Clues can be found in the titles of the acrylic paintings. For example in AHS – A Multifaceted Institution the letters AHS are incorporated into the mountain motif that represents the provincial organization.
“The S is like the switchback on the mountain trying to convey the concept of stepping onto the path to access services,” said Roxanne Seiferling, artist and hospital critical care pharmacist.
The paintings RDRH – Our Local Centre of Excellence and Journey Through ICU-CCU likewise are strong images made of vivid blocks of colour that incorporate the well-known abbreviations.
“Creative signage is really what it is,” said Seiferling who has worked at the intensive care unit for 14 years.
She said although there is plenty of art on display throughout the hospital, there wasn’t necessarily something that promoted the hospital. She wanted to highlight the dynamic nature of health care, and the excellence of local services.

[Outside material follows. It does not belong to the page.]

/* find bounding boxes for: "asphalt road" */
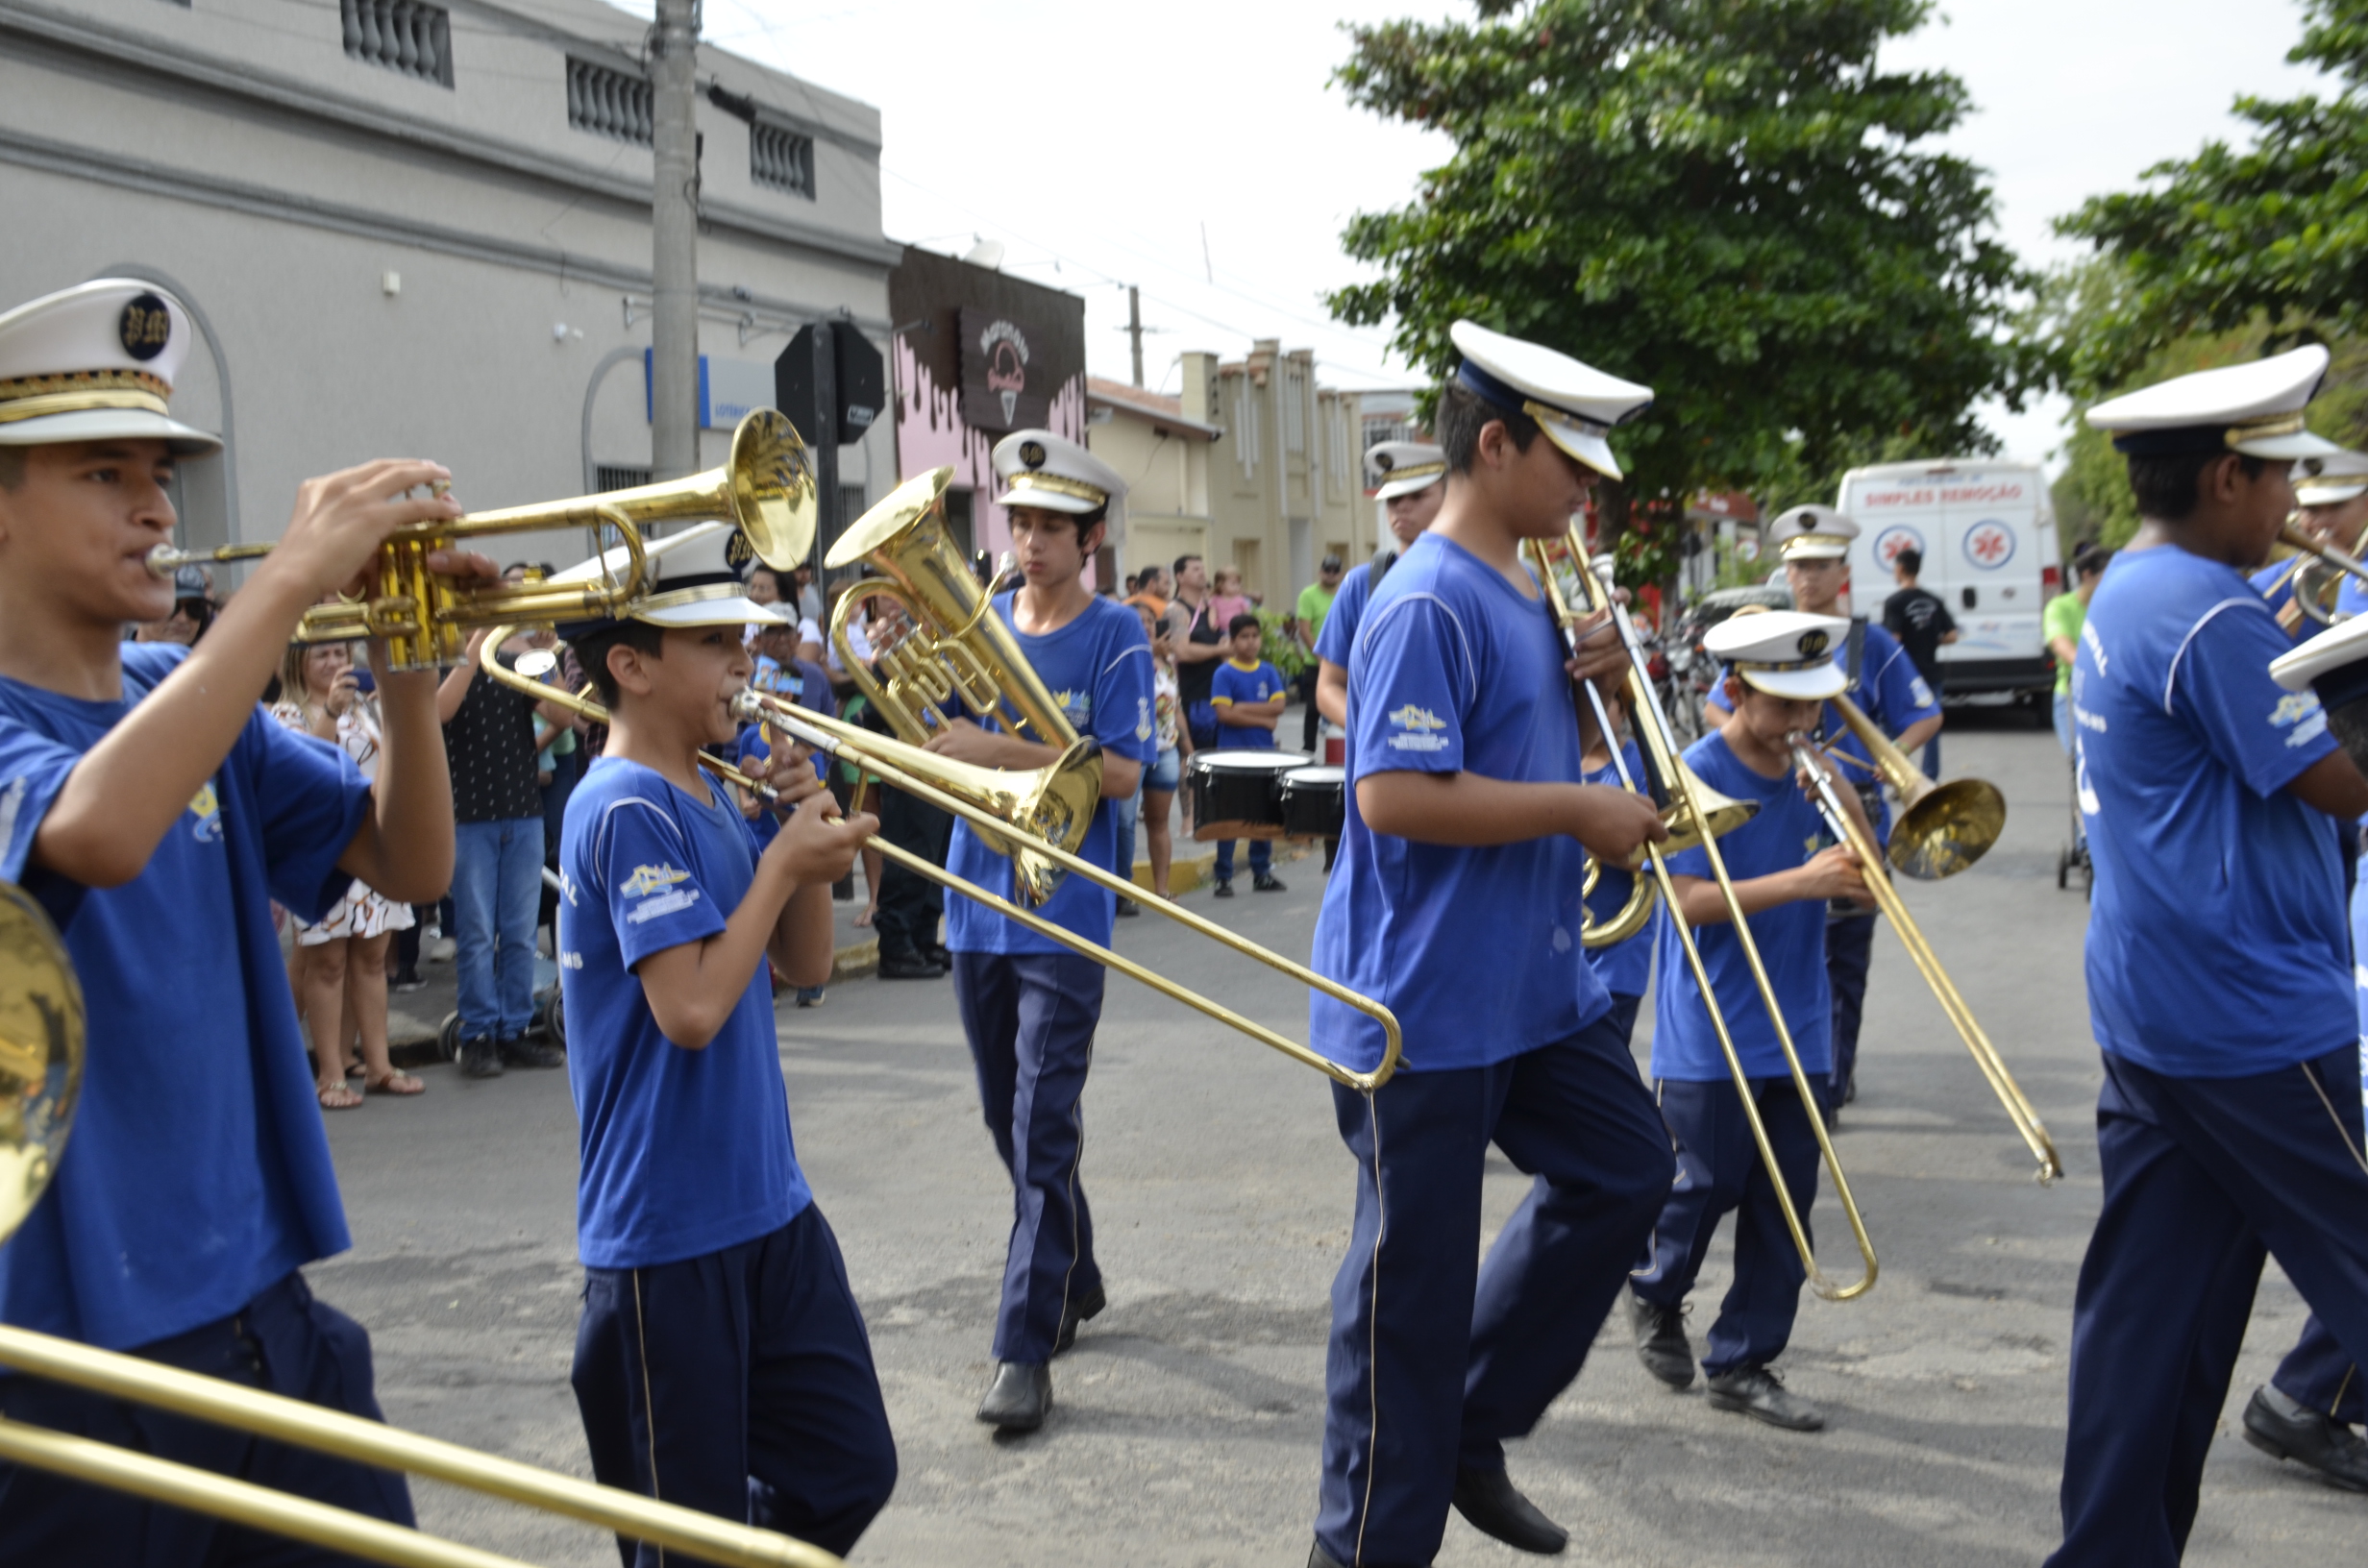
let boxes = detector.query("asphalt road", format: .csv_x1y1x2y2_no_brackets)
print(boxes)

Seiferling said in the intensive care unit she can see how the different disciplines work together for the good of the patient.
“It’s one area where you can really see the entire team pulling together. You’ve got nursing, pharmacy, respiratory therapy, therapy, physician.”
It’s a unit where timing can be critical so everyone has to work effectively, she said.
That fast pace is something Seiferling also likes, as well as the science of pharmacy required in the 18-bed unit, home to the hospital’s sickest patients and often filled to capacity.
Seiferling’s paintings, which she donated to the hospital, were installed in April.
She said painting is a creative pass time she tries to squeeze into her full-time pharmacy career.
“I’ve participated in some (art shows) over the years but it’s totally dependent on what’s going on in my life so I don’t have as much time for it as I’d like.”
About 30 pharmacists work at the hospital. Most inpatient areas have its own pharmacist.